Study on the wall film behavior and droplet catching performance of a micro cyclone in hydrogen fuel cells

In hydrogen fuel cells, the separator used for hydrogen dehydration plays an important role in water management and hydrogen recovery. A dedicated micro -cyclone separator was proposed for the small space of the separator, low gas flow rate, and reduced allowable pressure. Based on the Euler-Lagrange method with hydrogen gas as a continuous phase and droplets as a discrete phase, the flow field and liquid film behavior inside the separator were numerically simulated with hydrogen as the continuous phase and liquid droplets as the discrete phase. The Eulerian Wall Film (EWF) Model was used for the liquid film simulation. It was described by the VOF model that a liquid pool was formed when the liquid film accumulates to a certain level. In the experiments, air was used as an alternative medium to hydrogen to verify the reliability of the simulation method.
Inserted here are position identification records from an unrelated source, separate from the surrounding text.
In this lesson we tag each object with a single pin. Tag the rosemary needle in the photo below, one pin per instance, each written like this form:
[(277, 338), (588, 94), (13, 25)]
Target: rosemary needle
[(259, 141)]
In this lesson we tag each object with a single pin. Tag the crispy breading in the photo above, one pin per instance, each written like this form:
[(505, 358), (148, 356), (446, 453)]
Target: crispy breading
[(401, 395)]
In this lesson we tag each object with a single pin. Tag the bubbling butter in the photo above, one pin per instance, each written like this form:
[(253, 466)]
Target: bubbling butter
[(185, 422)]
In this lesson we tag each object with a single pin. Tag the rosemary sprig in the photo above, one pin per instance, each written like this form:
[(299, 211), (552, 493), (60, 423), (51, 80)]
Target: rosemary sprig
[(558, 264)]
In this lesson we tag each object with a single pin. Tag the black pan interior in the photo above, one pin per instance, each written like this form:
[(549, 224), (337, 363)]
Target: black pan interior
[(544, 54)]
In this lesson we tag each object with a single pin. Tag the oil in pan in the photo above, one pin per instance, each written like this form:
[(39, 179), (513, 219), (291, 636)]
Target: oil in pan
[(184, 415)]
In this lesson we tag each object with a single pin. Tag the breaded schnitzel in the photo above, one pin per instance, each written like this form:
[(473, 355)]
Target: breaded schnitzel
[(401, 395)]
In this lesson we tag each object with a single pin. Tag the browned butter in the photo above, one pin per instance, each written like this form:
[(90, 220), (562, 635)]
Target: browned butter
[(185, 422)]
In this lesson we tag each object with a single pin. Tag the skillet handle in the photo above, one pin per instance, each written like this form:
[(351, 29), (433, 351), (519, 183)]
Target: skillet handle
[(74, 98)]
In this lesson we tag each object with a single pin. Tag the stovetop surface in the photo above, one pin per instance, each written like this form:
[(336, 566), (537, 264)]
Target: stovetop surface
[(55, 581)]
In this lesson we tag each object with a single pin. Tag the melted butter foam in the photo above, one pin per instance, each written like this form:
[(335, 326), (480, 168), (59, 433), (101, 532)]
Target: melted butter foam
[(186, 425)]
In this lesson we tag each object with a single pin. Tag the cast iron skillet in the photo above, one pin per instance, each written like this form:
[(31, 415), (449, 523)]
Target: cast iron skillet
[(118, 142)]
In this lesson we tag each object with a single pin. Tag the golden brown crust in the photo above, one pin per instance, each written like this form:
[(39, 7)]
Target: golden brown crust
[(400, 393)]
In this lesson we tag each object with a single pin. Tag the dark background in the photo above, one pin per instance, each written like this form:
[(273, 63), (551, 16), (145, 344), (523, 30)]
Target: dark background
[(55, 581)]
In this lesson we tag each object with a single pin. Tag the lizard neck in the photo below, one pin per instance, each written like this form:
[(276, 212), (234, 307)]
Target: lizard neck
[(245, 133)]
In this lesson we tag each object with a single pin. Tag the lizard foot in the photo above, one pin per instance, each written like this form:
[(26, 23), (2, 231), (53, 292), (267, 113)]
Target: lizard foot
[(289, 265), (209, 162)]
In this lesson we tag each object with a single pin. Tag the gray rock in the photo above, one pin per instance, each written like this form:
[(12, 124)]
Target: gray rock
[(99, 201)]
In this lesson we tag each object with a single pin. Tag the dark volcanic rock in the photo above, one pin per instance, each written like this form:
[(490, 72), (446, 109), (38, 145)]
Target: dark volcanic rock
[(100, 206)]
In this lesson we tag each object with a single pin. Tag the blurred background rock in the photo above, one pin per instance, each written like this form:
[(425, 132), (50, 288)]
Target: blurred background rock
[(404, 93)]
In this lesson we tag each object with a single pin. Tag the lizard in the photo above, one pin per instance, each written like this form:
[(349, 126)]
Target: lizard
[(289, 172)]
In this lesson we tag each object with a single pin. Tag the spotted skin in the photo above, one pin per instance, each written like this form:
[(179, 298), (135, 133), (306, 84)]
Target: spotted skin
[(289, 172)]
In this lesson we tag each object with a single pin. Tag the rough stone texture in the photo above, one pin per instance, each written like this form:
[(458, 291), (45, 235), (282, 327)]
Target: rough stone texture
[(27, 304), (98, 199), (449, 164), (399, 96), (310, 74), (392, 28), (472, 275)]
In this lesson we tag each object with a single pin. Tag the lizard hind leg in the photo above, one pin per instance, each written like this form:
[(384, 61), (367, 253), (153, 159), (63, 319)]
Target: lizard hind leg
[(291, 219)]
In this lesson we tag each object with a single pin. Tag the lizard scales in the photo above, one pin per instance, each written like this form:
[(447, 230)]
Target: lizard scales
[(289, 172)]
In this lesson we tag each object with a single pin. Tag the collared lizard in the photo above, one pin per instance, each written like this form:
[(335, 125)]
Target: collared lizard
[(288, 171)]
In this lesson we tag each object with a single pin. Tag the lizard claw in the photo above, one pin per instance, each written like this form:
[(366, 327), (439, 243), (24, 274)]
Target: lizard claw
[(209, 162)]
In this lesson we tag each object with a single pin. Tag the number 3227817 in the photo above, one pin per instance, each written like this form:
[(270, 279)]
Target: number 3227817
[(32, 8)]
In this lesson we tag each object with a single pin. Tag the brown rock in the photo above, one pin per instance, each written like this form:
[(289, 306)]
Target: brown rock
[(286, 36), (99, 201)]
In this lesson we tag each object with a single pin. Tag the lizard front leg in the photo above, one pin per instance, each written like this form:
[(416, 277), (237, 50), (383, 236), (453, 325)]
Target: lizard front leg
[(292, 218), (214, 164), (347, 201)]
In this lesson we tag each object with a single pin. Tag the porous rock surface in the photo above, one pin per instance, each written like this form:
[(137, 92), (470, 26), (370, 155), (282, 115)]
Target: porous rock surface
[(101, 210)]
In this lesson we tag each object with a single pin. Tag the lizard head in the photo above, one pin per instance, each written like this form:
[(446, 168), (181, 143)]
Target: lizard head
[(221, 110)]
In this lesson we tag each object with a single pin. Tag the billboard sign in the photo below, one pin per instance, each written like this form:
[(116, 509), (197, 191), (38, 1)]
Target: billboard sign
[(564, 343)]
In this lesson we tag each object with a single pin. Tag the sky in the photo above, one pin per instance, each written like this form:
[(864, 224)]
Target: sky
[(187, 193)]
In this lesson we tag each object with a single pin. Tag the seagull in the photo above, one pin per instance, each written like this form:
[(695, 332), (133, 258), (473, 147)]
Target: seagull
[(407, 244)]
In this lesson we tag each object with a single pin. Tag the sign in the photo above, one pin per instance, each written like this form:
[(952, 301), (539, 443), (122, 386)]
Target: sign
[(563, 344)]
On this basis, the effect of main factors (e.g., the cone angle and the inlet velocity on the flow field, liquid film behavior, and droplet capture performance in the micro -cyclone separator) were explored The results show that at a certain inlet velocity, the increase of the cone angle enhances the tangential velocity of the continuous phase and increases the short-circuit flow rate and pressure drop, while the separation efficiency first increases and then decreases. The separation efficiency increases slightly with the increase of inlet velocity because only the escape of liquid droplets from the vortex finder is considered. Meanwhile, the separation efficiency decreases sharply with the increase of inlet velocity when the escape of liquid film from the vortex finder is also considered. These findings have important implications for water management in low-pressure drop micro -cyclone separators for hydrogen fuel cells.